Seit 50 Jahren fördert Shell in Nigeria Öl (siehe hier und hier). Dort fließt der Schampus unter den Rohölen, in seiner Qualität fast unerreicht. Und dort kriegt die Bevölkerung vom Reichtum nicht viel mehr mit, als dass er ihren Lebensraum zerstört. Wegen zahlloser Lecks in den maroden Pipelines des Niger-Deltas ist Ackerland auf Generationen zerstört (Die hier zitierten Schätzungen gehen von rund 11 Millionen Barrel unkontrolliert ausgeflossenen Rohöls über fünf Jahrzehnte aus), die verpesteten Mangroven-Sümpfe im Niger-Delta sind ein Vorgeschmack dessen, was denen an der nordamerikanischen Golfküste droht. Die Lebenserwartung vor Ort ist wegen des Drecks auf 40 Jahre gesunken (Shell fackelt das bei der Förderung auftretende Erdgas einfach ab). Und wenn wieder einmal Kritik wegen dieser skandalösen Vorgänge in einem geopolitisch irrelevanten Teil der Welt aufflammt, führt Shell zweifelhafte Gutachten auf, die dem Konzern die sauberste Arbeit der Welt nachweisen (Mehr dazu hier und hier).
Eh wurscht eigentlich, denn das Land ist hin, die Bevölkerung ist hin – und das Öl, das dort gefördert wird, ist ohnehin für andere bestimmt. Die 606 Quellen im Nigerdelta sorgen für 40 Prozent der US-Importe an Rohöl. Das nur zu Shell, einem Ölkonzern, der neben anderen vor ein paar Tagen vollmundig verkündet hat, bei seinen Förderanlagen könne auch in größten Tiefen nichts geschehen – Shell fördert übrigens nicht nur im Delta, sondern über eine Tochterfirma vor der nigerianischen Küste.

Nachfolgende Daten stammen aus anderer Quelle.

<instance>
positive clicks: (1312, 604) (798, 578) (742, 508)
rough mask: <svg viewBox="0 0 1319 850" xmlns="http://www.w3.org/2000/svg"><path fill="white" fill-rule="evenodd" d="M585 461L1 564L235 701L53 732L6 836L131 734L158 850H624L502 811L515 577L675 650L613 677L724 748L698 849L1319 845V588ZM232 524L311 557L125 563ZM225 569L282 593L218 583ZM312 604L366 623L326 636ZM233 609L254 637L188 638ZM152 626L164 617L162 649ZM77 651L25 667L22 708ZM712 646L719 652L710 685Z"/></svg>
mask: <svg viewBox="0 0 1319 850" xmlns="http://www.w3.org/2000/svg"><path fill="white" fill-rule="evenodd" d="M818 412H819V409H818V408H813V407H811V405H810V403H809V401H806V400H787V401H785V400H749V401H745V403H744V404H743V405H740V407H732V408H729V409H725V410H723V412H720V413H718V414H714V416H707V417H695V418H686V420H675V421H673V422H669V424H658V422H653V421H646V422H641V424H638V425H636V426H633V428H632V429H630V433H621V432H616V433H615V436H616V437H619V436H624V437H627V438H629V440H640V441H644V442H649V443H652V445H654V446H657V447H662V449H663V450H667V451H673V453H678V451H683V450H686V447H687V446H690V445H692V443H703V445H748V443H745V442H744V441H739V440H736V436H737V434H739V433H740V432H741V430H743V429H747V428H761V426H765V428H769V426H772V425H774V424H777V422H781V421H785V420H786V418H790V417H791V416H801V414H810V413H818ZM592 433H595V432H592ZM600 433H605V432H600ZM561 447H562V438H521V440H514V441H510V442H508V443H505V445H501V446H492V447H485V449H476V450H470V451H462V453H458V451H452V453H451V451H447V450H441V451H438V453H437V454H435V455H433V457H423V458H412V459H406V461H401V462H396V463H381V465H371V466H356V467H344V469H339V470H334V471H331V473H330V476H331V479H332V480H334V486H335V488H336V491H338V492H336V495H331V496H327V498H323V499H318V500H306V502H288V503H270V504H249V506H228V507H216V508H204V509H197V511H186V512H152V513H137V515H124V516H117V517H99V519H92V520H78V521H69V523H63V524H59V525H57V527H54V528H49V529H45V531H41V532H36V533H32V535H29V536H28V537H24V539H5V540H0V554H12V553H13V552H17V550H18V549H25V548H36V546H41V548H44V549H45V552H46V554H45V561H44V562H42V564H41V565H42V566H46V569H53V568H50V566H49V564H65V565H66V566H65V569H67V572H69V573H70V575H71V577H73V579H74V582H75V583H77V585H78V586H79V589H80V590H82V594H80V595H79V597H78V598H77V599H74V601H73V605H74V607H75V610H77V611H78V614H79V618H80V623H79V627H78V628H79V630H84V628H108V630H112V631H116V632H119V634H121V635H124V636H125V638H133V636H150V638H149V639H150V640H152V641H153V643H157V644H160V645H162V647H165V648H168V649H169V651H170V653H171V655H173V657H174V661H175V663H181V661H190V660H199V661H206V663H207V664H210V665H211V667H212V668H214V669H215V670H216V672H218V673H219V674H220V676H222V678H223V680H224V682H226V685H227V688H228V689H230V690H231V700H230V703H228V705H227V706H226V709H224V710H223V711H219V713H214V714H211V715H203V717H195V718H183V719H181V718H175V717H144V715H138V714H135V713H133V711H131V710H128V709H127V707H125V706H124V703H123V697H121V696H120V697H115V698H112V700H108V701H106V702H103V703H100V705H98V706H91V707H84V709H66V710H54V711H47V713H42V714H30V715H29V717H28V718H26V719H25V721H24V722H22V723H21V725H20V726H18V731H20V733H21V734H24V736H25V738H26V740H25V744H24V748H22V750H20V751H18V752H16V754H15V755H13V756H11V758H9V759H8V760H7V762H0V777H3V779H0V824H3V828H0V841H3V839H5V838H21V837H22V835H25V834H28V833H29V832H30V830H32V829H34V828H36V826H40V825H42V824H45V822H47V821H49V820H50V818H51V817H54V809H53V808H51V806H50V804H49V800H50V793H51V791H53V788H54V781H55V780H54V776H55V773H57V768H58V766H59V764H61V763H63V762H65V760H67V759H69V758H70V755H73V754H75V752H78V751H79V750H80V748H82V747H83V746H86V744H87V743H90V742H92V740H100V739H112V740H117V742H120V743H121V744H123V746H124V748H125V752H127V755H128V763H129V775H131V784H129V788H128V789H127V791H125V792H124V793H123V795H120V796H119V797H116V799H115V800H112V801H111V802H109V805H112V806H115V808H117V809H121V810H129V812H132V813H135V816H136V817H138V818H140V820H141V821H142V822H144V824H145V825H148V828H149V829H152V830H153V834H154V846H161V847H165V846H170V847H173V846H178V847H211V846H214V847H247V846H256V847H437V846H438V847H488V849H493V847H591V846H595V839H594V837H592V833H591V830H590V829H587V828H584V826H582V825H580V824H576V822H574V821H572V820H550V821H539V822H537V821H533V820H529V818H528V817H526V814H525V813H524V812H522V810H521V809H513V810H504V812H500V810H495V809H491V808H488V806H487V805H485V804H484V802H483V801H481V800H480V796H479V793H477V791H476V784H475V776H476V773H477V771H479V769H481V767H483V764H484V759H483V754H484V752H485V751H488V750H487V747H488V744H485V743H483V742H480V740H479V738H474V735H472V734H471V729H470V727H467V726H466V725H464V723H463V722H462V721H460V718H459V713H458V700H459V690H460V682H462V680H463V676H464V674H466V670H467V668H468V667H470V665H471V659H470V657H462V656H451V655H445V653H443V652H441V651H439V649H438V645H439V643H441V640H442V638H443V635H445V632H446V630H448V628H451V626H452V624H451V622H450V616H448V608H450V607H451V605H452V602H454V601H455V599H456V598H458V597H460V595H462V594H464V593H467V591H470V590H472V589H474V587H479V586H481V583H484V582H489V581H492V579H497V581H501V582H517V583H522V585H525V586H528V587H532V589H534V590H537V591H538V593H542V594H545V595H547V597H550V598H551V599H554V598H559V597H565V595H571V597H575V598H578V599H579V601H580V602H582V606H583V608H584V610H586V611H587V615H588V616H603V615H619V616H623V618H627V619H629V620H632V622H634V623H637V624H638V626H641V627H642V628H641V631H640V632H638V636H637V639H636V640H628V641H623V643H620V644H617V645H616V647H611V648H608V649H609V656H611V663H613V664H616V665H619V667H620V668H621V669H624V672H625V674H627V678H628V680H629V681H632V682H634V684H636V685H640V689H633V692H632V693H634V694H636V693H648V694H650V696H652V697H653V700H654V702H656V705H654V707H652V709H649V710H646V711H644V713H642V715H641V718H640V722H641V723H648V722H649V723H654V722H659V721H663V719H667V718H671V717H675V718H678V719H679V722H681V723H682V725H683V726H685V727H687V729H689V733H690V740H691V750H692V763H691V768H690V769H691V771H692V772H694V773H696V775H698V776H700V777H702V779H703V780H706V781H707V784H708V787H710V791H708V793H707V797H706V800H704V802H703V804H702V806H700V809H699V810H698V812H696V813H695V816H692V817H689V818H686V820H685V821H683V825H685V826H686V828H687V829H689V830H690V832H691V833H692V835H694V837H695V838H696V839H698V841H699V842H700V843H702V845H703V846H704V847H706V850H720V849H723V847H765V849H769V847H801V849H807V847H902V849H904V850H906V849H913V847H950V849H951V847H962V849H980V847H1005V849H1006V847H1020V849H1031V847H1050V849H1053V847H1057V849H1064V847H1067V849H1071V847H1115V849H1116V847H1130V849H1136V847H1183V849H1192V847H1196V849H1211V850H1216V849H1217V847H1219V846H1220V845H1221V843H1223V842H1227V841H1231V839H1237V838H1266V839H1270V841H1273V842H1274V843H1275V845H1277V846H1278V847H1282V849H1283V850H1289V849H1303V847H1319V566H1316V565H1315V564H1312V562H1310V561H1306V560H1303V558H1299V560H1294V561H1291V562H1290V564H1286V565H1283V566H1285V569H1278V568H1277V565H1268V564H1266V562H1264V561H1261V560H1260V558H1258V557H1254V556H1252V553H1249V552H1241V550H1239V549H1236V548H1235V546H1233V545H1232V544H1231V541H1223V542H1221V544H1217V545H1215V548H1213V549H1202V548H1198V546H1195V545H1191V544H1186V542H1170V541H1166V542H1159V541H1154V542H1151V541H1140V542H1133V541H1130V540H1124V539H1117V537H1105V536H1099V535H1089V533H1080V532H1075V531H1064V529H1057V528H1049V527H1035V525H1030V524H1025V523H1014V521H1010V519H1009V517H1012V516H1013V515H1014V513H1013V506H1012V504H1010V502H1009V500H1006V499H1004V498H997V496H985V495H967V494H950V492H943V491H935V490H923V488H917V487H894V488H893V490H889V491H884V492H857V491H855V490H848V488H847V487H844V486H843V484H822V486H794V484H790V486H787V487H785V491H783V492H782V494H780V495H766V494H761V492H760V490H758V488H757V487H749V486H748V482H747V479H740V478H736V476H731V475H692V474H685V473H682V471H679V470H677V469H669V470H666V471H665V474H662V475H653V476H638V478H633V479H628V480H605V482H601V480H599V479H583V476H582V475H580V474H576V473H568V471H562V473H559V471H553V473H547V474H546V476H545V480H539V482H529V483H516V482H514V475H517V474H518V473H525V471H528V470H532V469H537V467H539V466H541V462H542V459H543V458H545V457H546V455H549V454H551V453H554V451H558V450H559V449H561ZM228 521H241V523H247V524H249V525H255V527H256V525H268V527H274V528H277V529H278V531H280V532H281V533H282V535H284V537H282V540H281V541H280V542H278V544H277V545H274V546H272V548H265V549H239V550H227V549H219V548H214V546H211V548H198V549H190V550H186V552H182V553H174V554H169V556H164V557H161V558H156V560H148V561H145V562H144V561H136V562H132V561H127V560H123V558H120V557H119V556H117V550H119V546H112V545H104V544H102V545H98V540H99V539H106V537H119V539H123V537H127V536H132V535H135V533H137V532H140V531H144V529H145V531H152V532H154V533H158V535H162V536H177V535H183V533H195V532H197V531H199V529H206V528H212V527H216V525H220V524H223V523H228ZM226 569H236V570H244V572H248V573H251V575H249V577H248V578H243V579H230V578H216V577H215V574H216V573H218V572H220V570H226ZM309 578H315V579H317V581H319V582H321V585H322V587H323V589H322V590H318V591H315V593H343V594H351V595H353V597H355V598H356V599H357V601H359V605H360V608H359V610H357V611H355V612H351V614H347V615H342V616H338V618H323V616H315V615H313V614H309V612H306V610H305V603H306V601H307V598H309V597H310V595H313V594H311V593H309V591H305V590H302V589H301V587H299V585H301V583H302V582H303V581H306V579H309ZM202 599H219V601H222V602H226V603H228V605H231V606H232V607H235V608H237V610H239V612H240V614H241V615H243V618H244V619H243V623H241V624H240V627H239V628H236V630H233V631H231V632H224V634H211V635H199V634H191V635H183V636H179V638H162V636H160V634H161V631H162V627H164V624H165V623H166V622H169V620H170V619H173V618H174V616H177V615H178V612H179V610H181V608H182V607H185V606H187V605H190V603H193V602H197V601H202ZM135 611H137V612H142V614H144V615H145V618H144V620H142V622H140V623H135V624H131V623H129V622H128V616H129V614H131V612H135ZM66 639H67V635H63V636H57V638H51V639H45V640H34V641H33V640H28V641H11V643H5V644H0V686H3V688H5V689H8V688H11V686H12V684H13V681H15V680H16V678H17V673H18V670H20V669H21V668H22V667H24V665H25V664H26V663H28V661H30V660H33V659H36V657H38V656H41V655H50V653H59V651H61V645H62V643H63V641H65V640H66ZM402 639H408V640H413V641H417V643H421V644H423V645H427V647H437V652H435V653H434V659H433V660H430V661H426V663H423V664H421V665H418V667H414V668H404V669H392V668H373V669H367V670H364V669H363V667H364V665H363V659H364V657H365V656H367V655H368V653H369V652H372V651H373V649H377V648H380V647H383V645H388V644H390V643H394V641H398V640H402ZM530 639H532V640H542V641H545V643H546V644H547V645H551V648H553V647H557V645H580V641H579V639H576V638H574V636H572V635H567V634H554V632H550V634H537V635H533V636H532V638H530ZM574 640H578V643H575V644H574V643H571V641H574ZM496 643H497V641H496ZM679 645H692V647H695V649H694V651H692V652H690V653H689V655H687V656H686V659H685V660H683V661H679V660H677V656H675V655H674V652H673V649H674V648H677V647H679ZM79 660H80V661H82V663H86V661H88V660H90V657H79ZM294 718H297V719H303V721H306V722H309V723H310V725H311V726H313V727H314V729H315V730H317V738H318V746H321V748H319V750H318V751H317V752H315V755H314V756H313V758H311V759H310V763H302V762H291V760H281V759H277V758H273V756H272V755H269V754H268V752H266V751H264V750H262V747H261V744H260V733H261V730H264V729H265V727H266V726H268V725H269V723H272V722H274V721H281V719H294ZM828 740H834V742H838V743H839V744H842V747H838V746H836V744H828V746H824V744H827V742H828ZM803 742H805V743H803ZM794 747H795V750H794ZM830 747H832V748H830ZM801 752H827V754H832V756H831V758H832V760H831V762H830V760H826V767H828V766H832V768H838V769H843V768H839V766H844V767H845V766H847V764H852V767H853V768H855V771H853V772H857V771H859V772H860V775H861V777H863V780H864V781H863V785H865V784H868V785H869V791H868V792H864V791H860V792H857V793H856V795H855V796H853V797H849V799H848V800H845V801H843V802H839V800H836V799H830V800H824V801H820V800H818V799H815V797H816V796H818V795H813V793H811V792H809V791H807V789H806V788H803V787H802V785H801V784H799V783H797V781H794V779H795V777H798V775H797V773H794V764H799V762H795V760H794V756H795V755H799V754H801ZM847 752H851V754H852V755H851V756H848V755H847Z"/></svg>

So unterschiedlich die Fälle gelagert sind – das Schicksal der Bevölkerung im Niger-Delta interessiert die Welt einen Dreck, während Barack Obama die historische Chance ergreifen konnte, ein harter Bursche zu sein und BP 20 Milliarden Dollar für einen Treuhandfonds für Geschädigte der Ölpest abzutrotzen – so ähnlich sind die Methoden, wie die Verantwortlichen damit umgehen. So wie im Golf von Mexiko lange Zeit mit fantastisch niedrigen Mengenangaben Krisen-PR betrieben wurde, log sich Shell eben über Jahrzehnte in Nigeria mit dürftigen Gutachten ein reines Gewissen herbei. Und wenn den Hinterbliebenen des 1995 nach einem Schauprozess hingerichteten nigerianischen Schriftstellers Ken Saro-Wiwa – ein umtriebiger Aktivist gegen Shells Praktiken – nach 14 Jahren 15,5 Millionen Dollar überwiesen werden, gilt dies natürlich nicht als nachträgliches Eingeständnis einer Mitschuld, sondern bloß als menschliche Geste.
Das Geschäft, so lernen wir einmal mehr, kommt besonders beim Treibstoff unserer Welt prinzipiell vor der Moral. Die Benzinpreise an Amerikas Tankstellen sind seit dem Untergang von Deepwater Horizon übrigens nicht gestiegen. Und das gilt selbstverständlich als gute Nachricht.